Plaintiff also requests leave to amend her complaint to add a claim against CMG for breach of fiduciary duty under ERISA. CMG has not opposed such an amendment.[4] Therefore, the court will permit plaintiff to file a second amended complaint asserting the requested claim for breach of fiduciary duty.[5]

*1290 IT IS THEREFORE ORDERED BY THE COURT THAT Humana's motion to dismiss (Doc. 10) is granted in part and denied in part. The motion is granted with respect to the outrage claim, Count IV, as it relates to Humana, and that claim is hereby dismissed. The motion is denied with respect to the claims under ERISA, Counts I and II.

IT IS FURTHER ORDERED BY THE COURT THAT CMG's motion to dismiss the common law negligence and outrage claims against it, Counts III and IV, is granted, and those claims are hereby dismissed.

IT IS FURTHER ORDERED THAT plaintiff may amend her complaint to add a claim against CMG under ERISA for breach of fiduciary duty. Plaintiff's request to add a common law claim against Humana is denied. Plaintiff shall file her amended complaint on or before August 15, 1997.

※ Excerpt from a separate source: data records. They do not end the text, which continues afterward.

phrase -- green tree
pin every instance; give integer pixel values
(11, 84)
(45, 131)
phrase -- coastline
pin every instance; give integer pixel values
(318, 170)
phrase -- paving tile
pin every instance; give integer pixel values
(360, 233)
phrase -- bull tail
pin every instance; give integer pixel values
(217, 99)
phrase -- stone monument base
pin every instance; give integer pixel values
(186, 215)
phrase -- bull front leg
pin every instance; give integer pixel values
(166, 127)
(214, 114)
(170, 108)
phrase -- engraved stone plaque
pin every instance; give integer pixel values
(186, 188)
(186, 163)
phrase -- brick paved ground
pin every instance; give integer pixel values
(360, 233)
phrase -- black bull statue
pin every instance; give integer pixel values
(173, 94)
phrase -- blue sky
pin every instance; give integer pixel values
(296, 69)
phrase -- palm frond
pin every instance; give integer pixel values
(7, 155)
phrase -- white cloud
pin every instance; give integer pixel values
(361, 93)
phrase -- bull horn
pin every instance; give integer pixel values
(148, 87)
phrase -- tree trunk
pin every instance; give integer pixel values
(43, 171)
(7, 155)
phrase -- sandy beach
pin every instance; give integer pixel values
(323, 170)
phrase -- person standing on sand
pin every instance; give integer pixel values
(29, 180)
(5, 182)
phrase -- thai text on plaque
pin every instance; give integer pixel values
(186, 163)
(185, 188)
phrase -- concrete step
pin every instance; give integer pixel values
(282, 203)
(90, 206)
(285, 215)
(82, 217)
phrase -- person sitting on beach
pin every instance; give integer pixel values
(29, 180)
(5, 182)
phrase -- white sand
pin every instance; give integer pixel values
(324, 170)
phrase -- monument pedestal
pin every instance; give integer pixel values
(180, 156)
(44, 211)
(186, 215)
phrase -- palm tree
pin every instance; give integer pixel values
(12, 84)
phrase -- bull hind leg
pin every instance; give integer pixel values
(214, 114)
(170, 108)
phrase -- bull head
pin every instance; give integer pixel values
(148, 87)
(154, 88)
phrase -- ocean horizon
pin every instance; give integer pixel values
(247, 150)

IT IS FURTHER ORDERED THAT the proceedings in this matter are stayed pending plaintiff's exhausting administrative remedies with respect to her claim against Humana to recover insurance benefits, with the exception that plaintiff shall file her amended complaint by August 15, 1997. Upon exhausting her remedies, plaintiff may file a motion to lift the stay if she desires to pursue this lawsuit. If no such motion is filed by December 5, 1997, the court will conduct a telephone status conference at a time and on a date to be determined later.

IT IS SO ORDERED.

NOTES

[1] The court assumes that plaintiff's breach of fiduciary duty claim is brought pursuant to 29 U.S.C. § 1132(a)(2), which permits a civil action by a plan participant or beneficiary for relief under 29 U.S.C. § 1109. Section 1109, in turn, provides that a fiduciary who breaches a duty imposed in that subchapter (which includes section 1104) shall be personally liable for resulting losses to the plan. 29 U.S.C. § 1109(a).

[2] The Tenth Circuit has suggested that exhaustion may also be excused because of futility. Hudson v. Aetna Life Ins. Co., 1995 WL 541644, at *2 n. 3 (10th Cir. Sept.13, 1995). Plaintiff has not asserted that such exception should apply here, however.

[3] The court agrees with plaintiff that her claim for breach of fiduciary duty under ERISA is not subject to an exhaustion requirement. See Held, 912 F.2d at 1204 (distinguishing claims based on statutory violations from claims for benefits). The court rejects plaintiff's argument, however, that because her two ERISA claims are so closely related, the court should in its discretion dispense with the exhaustion requirement for Count I. See Bartz v. Carter, 709 F. Supp. 827, 829 (N.D.Ill.1989). The court concludes that plaintiff's interest is sufficiently protected by the imposition of the requested stay.

[4] Plaintiff's brief in opposition to CMG's motion to dismiss was filed on July 16, 1997, and served on CMG by mail. Therefore, a reply brief by CMG was due on August 4, 1997. See Fed. R.Civ.P. 6(e) (adding three days to response time for service by mail); D. Kan. Rule 7.1(b) (providing 10 days for filing a reply brief); Fed.R.Civ.P. 6(a) (excluding weekends in counting periods under 11 days). As of this date, CMG has not filed a reply brief.

[5] Plaintiff attached a proposed amended complaint to her brief in opposition to Humana's motion, which complaint included a new Count V against Humana and a new Count VI against CMG. Plaintiff is instructed to file a new amended complaint, omitting the claims that have been dismissed by this order, omitting the proposed new claim against Humana, and adding the single new claim against CMG. Plaintiff is also instructed to title her amended pleading a "complaint" instead of a "petition" in order to conform with the federal rules. See Fed.R.Civ.P. 7(a) (listing acceptable pleadings).